In 2024, Fusion launched a new investment track for early-stage digital health startups, partnering with Arkin Digital Health to invest $500,000 alongside the accelerator program.

== Notable Companies ==

- Innplay Labs was acquired by Playtika (NASDAQ: PLTK) in a deal valued at an estimated $300 million.
- Agora raised $20 million in Series A funding led by Insight Partners to accelerate the growth of real estate firms with digital transformation. They raised $34M Series B to develop the Carta for real estate, led by Qumra Capital.

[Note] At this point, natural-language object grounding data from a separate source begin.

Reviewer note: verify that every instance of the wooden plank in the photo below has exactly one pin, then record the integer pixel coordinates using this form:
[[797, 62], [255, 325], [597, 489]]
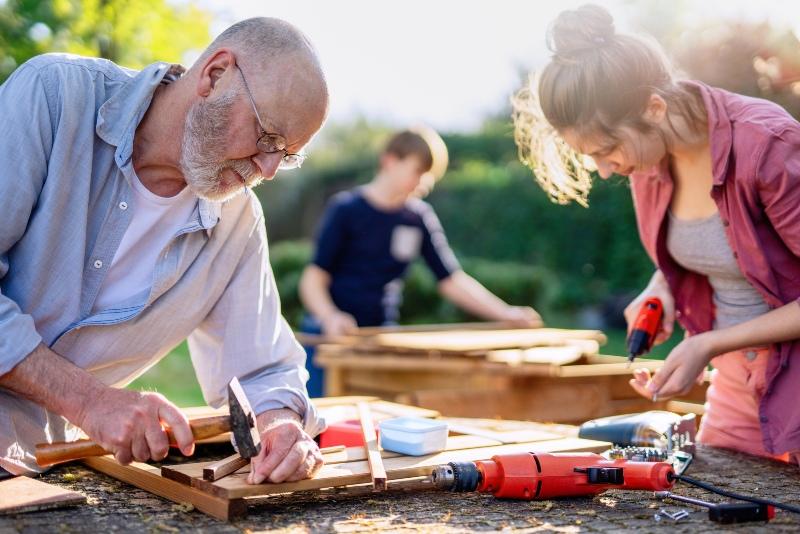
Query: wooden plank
[[544, 400], [477, 340], [224, 467], [358, 335], [23, 494], [401, 467], [191, 473], [376, 470], [515, 436], [149, 478], [555, 356]]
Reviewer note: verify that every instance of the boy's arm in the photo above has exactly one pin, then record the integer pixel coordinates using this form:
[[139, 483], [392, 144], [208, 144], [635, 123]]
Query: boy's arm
[[471, 296], [315, 295]]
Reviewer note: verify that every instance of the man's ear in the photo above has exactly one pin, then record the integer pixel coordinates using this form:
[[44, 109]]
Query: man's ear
[[214, 68], [656, 109]]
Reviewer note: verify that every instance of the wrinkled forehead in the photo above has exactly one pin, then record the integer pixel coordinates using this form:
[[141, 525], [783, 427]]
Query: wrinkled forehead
[[295, 112]]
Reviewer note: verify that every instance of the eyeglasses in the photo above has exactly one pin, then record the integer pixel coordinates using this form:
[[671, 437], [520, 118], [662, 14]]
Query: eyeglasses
[[270, 143]]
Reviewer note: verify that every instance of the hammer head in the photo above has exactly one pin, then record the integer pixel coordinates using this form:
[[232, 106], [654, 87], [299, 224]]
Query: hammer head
[[243, 421]]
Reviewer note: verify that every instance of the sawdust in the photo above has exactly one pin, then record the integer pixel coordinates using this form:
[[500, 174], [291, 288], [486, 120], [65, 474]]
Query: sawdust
[[111, 508]]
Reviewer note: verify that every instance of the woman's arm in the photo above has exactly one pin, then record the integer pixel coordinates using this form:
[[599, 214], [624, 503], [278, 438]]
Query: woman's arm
[[686, 363]]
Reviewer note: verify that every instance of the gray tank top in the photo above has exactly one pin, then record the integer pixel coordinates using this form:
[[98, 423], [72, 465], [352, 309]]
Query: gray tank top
[[701, 246]]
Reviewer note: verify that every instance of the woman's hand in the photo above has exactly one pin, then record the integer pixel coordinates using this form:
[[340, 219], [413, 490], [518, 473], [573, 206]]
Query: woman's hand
[[684, 367], [656, 288]]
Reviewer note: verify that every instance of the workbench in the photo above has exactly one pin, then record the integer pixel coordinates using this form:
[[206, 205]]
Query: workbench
[[459, 373], [115, 506]]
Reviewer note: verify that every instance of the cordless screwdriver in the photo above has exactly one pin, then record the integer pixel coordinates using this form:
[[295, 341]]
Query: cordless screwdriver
[[531, 476], [645, 328]]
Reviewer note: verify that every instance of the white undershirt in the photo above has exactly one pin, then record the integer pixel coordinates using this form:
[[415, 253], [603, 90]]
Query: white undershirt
[[155, 222]]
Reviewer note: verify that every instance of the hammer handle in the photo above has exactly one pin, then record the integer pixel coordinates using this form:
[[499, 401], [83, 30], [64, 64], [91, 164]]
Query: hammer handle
[[53, 453]]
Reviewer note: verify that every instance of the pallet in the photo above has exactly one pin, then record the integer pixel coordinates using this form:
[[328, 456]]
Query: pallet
[[229, 497], [478, 342], [592, 386]]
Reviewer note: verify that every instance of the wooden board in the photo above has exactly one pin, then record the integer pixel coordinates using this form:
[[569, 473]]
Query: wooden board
[[371, 447], [148, 477], [358, 335], [357, 472], [470, 341], [23, 494]]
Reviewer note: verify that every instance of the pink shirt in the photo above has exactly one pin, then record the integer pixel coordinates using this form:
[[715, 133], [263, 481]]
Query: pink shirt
[[755, 158]]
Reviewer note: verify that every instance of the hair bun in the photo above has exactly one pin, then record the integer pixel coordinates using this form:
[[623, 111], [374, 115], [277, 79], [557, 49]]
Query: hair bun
[[580, 30]]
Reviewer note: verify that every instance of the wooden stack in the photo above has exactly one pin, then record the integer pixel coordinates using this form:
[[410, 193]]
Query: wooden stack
[[543, 374], [348, 468]]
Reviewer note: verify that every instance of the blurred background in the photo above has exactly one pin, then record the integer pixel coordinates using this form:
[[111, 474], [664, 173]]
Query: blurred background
[[453, 65]]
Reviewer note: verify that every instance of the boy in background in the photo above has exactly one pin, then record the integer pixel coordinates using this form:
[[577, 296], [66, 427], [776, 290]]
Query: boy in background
[[367, 239]]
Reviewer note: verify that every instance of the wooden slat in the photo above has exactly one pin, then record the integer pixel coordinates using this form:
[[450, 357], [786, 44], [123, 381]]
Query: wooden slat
[[358, 335], [224, 467], [23, 494], [149, 478], [477, 340], [401, 467], [376, 470]]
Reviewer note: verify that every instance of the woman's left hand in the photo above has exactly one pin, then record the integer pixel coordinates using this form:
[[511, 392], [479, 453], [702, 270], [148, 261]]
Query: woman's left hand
[[684, 366]]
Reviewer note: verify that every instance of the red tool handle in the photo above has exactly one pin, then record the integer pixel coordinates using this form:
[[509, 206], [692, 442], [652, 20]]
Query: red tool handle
[[532, 476], [645, 327]]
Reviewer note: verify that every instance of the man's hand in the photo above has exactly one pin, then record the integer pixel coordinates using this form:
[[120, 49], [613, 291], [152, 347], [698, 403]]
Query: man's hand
[[338, 323], [130, 424], [684, 367], [287, 453]]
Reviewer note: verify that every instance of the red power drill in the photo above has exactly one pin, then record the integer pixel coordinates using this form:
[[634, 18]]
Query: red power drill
[[645, 328], [532, 476]]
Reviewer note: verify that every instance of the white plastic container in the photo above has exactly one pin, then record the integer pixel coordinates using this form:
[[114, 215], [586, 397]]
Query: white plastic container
[[414, 436]]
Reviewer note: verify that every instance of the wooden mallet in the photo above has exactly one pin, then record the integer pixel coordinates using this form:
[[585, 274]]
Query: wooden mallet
[[241, 423]]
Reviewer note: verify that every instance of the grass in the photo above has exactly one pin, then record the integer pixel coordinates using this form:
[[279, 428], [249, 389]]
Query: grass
[[174, 378], [174, 375]]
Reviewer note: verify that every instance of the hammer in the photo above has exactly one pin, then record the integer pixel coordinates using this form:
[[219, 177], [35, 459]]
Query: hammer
[[241, 423]]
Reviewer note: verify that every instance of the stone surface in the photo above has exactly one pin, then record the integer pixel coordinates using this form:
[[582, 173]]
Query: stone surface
[[117, 507]]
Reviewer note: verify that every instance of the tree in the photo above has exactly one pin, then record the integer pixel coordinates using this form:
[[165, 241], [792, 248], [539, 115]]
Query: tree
[[132, 33]]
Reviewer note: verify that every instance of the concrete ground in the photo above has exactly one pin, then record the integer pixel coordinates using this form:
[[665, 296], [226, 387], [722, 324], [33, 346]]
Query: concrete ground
[[117, 507]]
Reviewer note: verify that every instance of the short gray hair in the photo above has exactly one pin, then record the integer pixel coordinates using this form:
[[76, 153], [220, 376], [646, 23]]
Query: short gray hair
[[260, 39]]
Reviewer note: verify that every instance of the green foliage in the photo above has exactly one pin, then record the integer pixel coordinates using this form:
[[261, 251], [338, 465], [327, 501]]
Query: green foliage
[[490, 207], [513, 282], [131, 33]]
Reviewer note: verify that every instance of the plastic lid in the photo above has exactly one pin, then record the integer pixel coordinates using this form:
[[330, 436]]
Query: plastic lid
[[412, 424]]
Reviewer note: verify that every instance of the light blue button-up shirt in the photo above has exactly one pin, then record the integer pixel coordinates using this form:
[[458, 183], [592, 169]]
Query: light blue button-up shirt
[[66, 143]]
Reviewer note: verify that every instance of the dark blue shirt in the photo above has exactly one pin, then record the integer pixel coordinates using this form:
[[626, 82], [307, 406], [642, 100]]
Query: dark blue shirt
[[367, 252]]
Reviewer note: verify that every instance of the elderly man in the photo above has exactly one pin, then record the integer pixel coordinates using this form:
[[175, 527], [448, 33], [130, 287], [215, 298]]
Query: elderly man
[[128, 225]]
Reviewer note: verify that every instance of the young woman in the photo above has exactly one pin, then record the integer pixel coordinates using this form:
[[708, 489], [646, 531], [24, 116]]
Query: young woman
[[715, 178]]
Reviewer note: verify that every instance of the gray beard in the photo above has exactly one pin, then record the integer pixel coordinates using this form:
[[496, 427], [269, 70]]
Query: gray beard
[[205, 139]]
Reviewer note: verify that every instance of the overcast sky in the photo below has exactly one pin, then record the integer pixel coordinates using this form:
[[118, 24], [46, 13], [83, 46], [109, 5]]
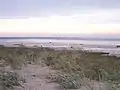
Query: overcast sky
[[18, 17]]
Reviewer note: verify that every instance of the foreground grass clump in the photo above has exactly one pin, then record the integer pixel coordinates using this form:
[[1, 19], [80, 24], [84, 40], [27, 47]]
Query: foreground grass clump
[[75, 65], [9, 79], [94, 66]]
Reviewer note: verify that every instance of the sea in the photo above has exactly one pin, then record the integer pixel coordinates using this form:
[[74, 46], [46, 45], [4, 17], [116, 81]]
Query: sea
[[108, 46]]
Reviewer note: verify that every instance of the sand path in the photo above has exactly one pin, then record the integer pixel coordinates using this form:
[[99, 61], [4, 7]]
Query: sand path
[[35, 76]]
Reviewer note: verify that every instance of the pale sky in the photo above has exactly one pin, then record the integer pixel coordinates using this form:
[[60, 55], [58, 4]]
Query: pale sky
[[23, 17]]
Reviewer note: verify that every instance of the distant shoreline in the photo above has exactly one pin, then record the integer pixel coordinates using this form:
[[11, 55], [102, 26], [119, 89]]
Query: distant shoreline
[[63, 38]]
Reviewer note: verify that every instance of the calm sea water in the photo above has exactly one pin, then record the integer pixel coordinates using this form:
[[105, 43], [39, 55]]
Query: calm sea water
[[94, 45]]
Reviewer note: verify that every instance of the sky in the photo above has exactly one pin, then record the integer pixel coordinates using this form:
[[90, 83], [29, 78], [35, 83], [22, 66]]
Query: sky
[[49, 17]]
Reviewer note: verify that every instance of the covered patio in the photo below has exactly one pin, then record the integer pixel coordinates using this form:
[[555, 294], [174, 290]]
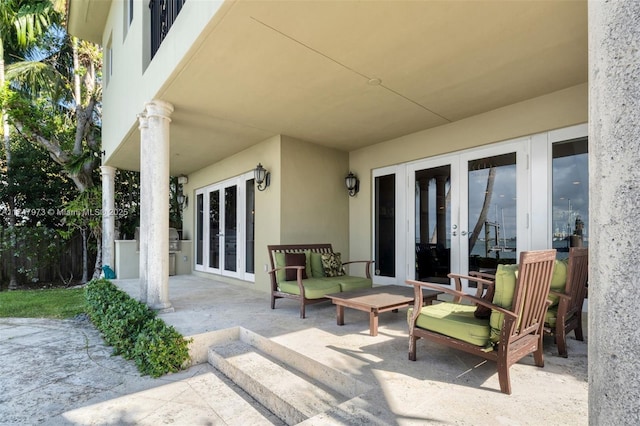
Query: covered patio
[[442, 386]]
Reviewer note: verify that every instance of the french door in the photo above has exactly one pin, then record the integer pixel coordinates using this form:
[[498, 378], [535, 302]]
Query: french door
[[225, 228]]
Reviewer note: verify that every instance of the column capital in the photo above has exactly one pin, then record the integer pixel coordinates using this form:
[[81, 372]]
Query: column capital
[[143, 121], [158, 108]]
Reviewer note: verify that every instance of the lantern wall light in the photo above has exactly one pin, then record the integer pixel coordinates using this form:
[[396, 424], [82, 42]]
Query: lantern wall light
[[352, 183]]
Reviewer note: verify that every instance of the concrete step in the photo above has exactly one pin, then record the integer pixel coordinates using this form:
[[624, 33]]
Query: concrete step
[[289, 394], [290, 385]]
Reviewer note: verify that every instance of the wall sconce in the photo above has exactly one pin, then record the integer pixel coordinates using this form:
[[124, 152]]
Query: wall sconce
[[352, 183], [262, 177], [182, 199]]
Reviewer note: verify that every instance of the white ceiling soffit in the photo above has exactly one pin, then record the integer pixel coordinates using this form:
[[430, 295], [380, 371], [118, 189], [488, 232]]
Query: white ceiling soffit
[[351, 74]]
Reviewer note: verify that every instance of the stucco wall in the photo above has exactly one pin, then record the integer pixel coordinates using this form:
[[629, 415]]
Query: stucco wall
[[136, 79], [305, 203], [553, 111]]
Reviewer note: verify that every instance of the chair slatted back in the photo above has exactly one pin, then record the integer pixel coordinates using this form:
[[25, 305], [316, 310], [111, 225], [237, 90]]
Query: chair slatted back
[[531, 292], [577, 276], [297, 248]]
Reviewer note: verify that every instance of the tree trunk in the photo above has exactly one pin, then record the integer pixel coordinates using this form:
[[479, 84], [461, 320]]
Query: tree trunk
[[97, 270], [13, 280], [85, 256]]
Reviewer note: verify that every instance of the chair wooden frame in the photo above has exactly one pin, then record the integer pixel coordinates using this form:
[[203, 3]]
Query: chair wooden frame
[[522, 327], [301, 248], [569, 317]]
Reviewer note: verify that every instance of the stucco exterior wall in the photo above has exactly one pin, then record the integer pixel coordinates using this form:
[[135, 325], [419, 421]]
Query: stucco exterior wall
[[267, 202], [553, 111], [315, 206], [133, 76], [306, 201]]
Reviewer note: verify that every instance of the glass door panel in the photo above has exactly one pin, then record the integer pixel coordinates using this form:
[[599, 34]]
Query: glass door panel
[[199, 229], [230, 228], [570, 195], [385, 225], [492, 211], [250, 226], [433, 224]]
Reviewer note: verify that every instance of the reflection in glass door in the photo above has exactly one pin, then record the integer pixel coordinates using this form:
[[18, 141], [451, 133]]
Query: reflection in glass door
[[214, 229], [432, 224], [225, 228], [492, 211], [230, 228], [570, 195], [385, 225]]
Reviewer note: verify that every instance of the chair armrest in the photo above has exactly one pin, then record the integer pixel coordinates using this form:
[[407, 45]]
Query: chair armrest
[[559, 294], [298, 276], [367, 266], [484, 275], [418, 285]]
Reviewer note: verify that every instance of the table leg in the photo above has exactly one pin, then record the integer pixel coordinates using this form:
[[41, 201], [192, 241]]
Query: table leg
[[373, 322], [340, 314]]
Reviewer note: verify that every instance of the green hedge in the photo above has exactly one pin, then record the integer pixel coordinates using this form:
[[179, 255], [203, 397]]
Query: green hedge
[[134, 331]]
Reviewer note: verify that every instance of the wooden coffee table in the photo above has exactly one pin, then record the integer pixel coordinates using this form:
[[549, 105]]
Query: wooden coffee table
[[378, 299]]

- DigitalOwl raised $20 million in Series A funding for its AI medical analysis platform, with an additional $12 million from RGA, totaling over $38 million. The company has also partnered with Nationwide.
- Crowdvocate secured $15 million, led by Vertex Holdings, to support its customer-led growth strategy and underwent a rebranding, adopting the name Base.
- Clarity secured $16 million, led by Bessemer,  in seed funding to develop its deepfake detection technology.
- Hoopo announced an agreement with ZIM to deploy tracking devices on ZIM's dry-van container fleet.
- ScaleOps raised $21.5 million in Series A funding, led by Lightspeed Venture Partners, NFX, and Glilot Capital Partners.
- Samplead raised $750,000 in pre-seed funding and generated over $1 million through LinkedIn and email campaigns, resulting in the sale of over 25,000 units.